И неся в себе груз не поддающегося пониманию, он, как и должно, вернулся на освещенную свечами террасу.
Там еще раз переменили тарелки; салат был уже съеден, и подан десерт: свежий торт с клубникой и ревенем от Макферсона. Гости, заметил Швед, перегруппировались. Оркатт, успешно прячущий всю свою омерзительность под гавайской рубашкой и малиновыми брюками, подсел к супругам Уманофф, и теперь, когда разговор не касался уже «Глубокой глотки», они задушевно беседовали и смеялись. На самом деле истинной темой обсуждения «Глубокая глотка» не была и прежде. Обсуждая ее, все подспудно касались куда более страшных и недопустимых предметов — темы Мерри, Шейлы, Шелли, Доун и Оркатта, распутства, обмана и предательства в кругу добрых соседей и друзей, жестокости. Насмешка над гуманностью, возможность попрания любых норм этики — вот что было темой сегодняшнего разговора.

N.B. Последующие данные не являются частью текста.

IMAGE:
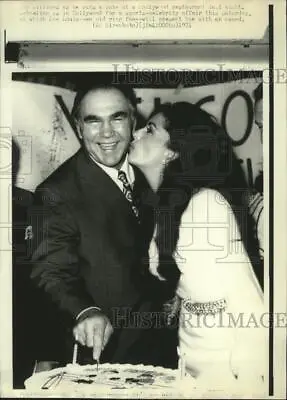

Мать Шведа подсела к Доун, которая разговаривала с Зальцманами, отца и Джесси не было.
— Что-нибудь важное? — спросила Доун.
— Чех. Из консульства. Сообщил сведения, о которых я спрашивал. Где отец?
Ему показалось, что она сейчас скажет «умер», но она только обвела глазами стол и, произнеся «не знаю», снова вернулась к разговору с Шелли и Шейлой.